Gaps in traditional coverage also relate to emerging product exposures. For 
example, the question on the minds of many people in the insurance industry 
is: From where is the next "asbestos" exposure going to come? Will it come 
from nanotechnology, life sciences/biotech, genetically modified foods, 
software and virtual reality programs, lifestyle drugs, and/or 
pollution-related health effects? In many of these areas, the key challenge 
is to underwrite these exposures based on little or no claims data patterns.

"You get these new products in the life sciences area and these 
technologically advanced products that nobody has experience with," says 
Toms. "The pricing is really from thin air. In a lot of these cases, there 
is nothing to base your pricing on. We know there are certain classes that 
we even feel we are not there for. "

Barker says biotech is a "growing area of exposure, and I don't think we 
have enough expertise in that area from an underwriting perspective. I think 
it will become a highly specialized area with things like synthetic blood 
products, where we will go to major players not afraid to take on some of 
these risks."

Pliszka, a member of a U.S.-based, defence-oriented organization called the 
Product Liability Advisory Council, points to virtual reality programs as a 
potential emerging exposure. "There was a relatively little-known claim 
incident that arose in Japan recently, where a child allegedly suffered 
traumatic psychological effects from watching and experiencing a virtual 
reality program," he says. "I think that is a harbinger of what might come 
down the road as virtual reality software programs grow in the marketplace."

In addition, the litigation trend will likely proliferate in pharmaceuticals 
and medical devices because of aging demographic trends and a growing market 
for the so-called "lifestyle" drugs. "You have a lot of money available for 
people to buy non-life-essential pharma products and medical devices, 
combined with what seems to be an increasing level of litigiousness among 
the public generally, which will likely equal more claims," Pliszka says.

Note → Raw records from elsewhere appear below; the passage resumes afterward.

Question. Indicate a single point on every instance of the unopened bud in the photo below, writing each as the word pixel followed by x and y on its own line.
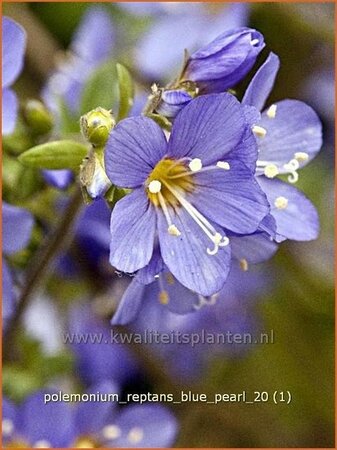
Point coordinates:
pixel 96 126
pixel 37 117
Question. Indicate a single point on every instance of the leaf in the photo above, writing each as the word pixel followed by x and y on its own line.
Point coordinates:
pixel 126 91
pixel 101 89
pixel 65 154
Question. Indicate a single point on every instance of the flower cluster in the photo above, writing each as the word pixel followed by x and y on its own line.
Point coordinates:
pixel 184 190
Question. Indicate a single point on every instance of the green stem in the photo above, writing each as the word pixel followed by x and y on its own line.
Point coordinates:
pixel 41 264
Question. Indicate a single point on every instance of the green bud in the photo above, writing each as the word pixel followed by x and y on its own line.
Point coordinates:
pixel 37 117
pixel 96 126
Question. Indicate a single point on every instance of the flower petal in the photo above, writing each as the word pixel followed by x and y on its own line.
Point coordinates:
pixel 231 198
pixel 145 426
pixel 58 178
pixel 134 147
pixel 255 248
pixel 17 224
pixel 94 38
pixel 186 255
pixel 51 422
pixel 207 128
pixel 296 128
pixel 262 83
pixel 299 220
pixel 130 304
pixel 133 227
pixel 9 111
pixel 13 49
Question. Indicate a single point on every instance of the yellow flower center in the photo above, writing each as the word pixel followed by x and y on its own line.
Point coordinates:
pixel 169 173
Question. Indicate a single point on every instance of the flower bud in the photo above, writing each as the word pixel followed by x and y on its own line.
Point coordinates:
pixel 221 64
pixel 37 117
pixel 93 177
pixel 96 126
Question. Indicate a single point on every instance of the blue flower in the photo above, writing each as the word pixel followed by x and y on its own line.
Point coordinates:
pixel 225 61
pixel 180 26
pixel 37 424
pixel 92 45
pixel 13 50
pixel 165 306
pixel 17 224
pixel 187 191
pixel 289 136
pixel 216 67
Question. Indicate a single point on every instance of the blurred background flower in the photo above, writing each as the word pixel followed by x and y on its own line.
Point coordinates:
pixel 291 295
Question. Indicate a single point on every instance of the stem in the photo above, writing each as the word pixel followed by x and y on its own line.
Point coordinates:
pixel 40 266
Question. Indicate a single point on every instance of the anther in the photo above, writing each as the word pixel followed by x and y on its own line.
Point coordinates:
pixel 281 202
pixel 154 186
pixel 259 131
pixel 271 112
pixel 271 171
pixel 223 165
pixel 301 156
pixel 195 165
pixel 173 230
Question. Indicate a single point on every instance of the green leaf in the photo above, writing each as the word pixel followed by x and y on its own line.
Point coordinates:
pixel 101 89
pixel 126 91
pixel 55 155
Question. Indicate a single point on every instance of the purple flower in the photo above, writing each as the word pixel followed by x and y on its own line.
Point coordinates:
pixel 17 224
pixel 187 191
pixel 289 136
pixel 164 305
pixel 37 424
pixel 92 45
pixel 225 61
pixel 13 50
pixel 180 26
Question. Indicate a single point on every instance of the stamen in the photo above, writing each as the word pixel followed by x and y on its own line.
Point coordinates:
pixel 259 131
pixel 173 230
pixel 209 230
pixel 281 202
pixel 271 113
pixel 195 165
pixel 154 186
pixel 169 278
pixel 135 435
pixel 292 167
pixel 203 301
pixel 271 171
pixel 244 264
pixel 110 432
pixel 223 165
pixel 301 156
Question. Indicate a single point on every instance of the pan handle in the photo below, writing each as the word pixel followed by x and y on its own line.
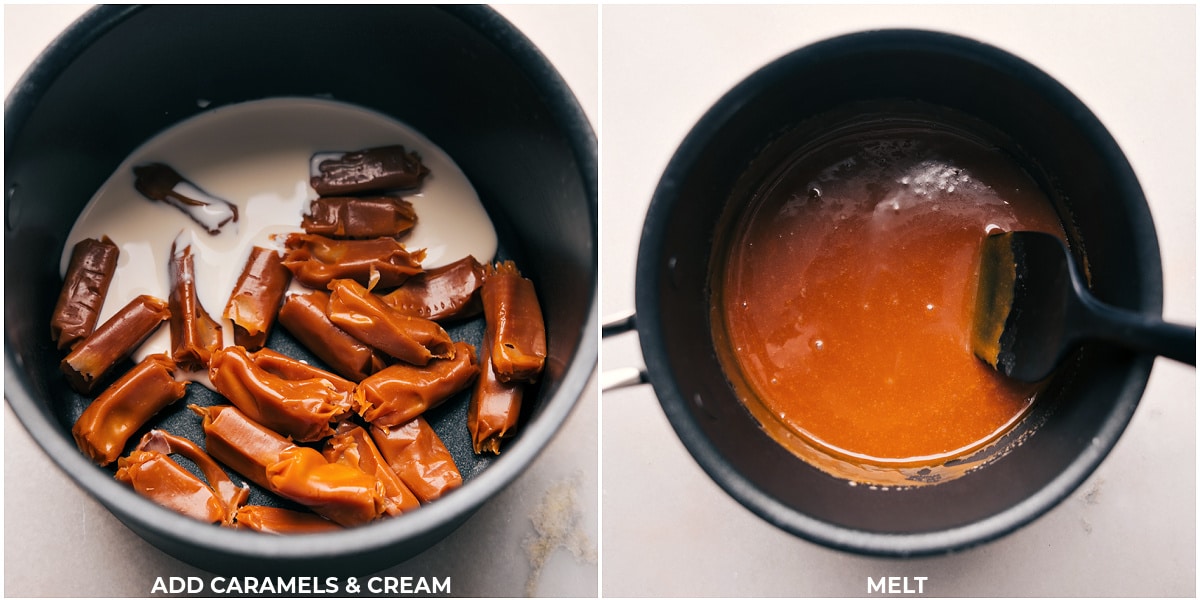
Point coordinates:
pixel 624 377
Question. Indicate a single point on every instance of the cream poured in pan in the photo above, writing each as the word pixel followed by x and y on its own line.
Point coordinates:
pixel 257 156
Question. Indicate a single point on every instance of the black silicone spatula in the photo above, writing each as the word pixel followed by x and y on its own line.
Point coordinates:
pixel 1032 307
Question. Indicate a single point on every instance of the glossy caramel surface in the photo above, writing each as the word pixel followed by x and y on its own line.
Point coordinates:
pixel 847 294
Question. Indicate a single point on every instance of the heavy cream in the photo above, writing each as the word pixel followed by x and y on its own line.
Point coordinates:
pixel 257 156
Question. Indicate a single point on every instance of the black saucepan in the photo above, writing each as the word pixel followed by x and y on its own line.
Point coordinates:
pixel 462 76
pixel 1054 137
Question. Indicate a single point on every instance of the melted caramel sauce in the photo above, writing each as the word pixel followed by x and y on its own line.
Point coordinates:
pixel 846 297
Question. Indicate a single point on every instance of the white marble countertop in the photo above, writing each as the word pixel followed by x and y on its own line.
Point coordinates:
pixel 670 531
pixel 60 543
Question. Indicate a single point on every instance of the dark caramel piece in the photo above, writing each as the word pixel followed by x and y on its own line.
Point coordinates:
pixel 401 393
pixel 342 493
pixel 353 447
pixel 292 369
pixel 159 478
pixel 161 183
pixel 299 408
pixel 514 316
pixel 256 298
pixel 495 405
pixel 417 454
pixel 379 263
pixel 195 336
pixel 107 424
pixel 84 288
pixel 282 521
pixel 369 319
pixel 240 443
pixel 377 216
pixel 113 341
pixel 373 169
pixel 304 316
pixel 439 294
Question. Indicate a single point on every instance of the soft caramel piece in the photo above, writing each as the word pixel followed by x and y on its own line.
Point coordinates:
pixel 513 313
pixel 304 317
pixel 256 298
pixel 107 424
pixel 193 334
pixel 282 521
pixel 240 443
pixel 366 171
pixel 417 454
pixel 292 369
pixel 495 405
pixel 113 341
pixel 299 408
pixel 156 477
pixel 443 293
pixel 403 391
pixel 160 183
pixel 379 263
pixel 339 492
pixel 377 216
pixel 84 288
pixel 353 447
pixel 231 495
pixel 365 316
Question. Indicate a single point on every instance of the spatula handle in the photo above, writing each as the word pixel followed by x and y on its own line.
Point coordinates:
pixel 1140 331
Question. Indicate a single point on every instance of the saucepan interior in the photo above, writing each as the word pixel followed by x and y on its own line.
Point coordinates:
pixel 461 76
pixel 1055 139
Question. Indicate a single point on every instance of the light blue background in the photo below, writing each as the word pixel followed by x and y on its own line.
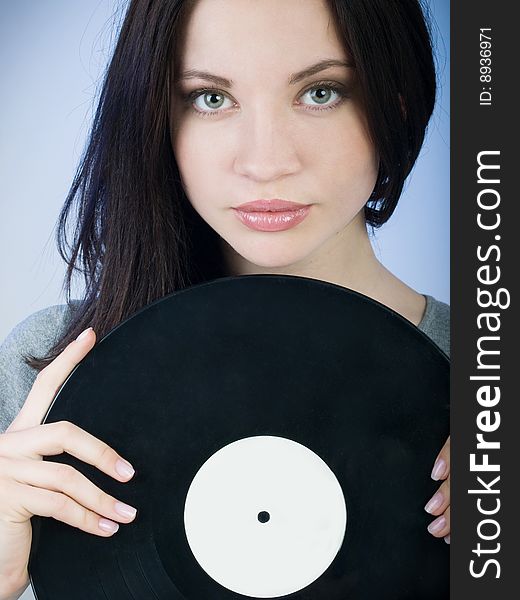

Ironically, it may not just be the future that proves to be a source of 
claims, but also the past, according to Pliszka. "I could see more claims 
related to long-tail policies, many of which may have been event occurrence 
[policies], as opposed to claims-made policies," he says. "Even though the 
policy may have been long since forgotten by insured and insurer, it is 
still potentially in effect and available to be triggered if a claim arises 
and can be linked to an event in time that the policy was current. These 
kinds of long-tail claims tend to fall into toxic tort claims, such as 
environmental damage, pollution, sick buildings."

And, of course, given the nature of global trade and the increased number of 
free trade agreements, the risks of product liability claims in other 
countries will continue. These risks extend not just to export, but to 
importing arrangements as well, according to Sloan.

"We are starting to see distribution from a wholesale perspective," he 
notes. "The product is manufactured elsewhere, like China or India, and a 
Canadian client is the distributor. That [Canadian] client could certainly 
end up wearing at least some degree of any lawsuit that comes with 
[distribution]. From a quality control perspective, clients have to be aware 
of what they are buying. [They also have to be aware of] the ability to 
subrogate against manufacturers in other jurisdictions, which may not be 
carrying limits necessary from a North American perspective."

For Gerrish, these twin areas - global risk and emerging hazards - will 
dominate the product liability landscape in the years to come.

"The main challenge for clients who are looking for product liability 
coverage is they have to seek underwriting companies that have expertise in 
global exposures," she says. "But they also need an understanding of 
emerging hazards. It is really up to underwriters to show expertise and 
anticipate some of these challenges on the horizon."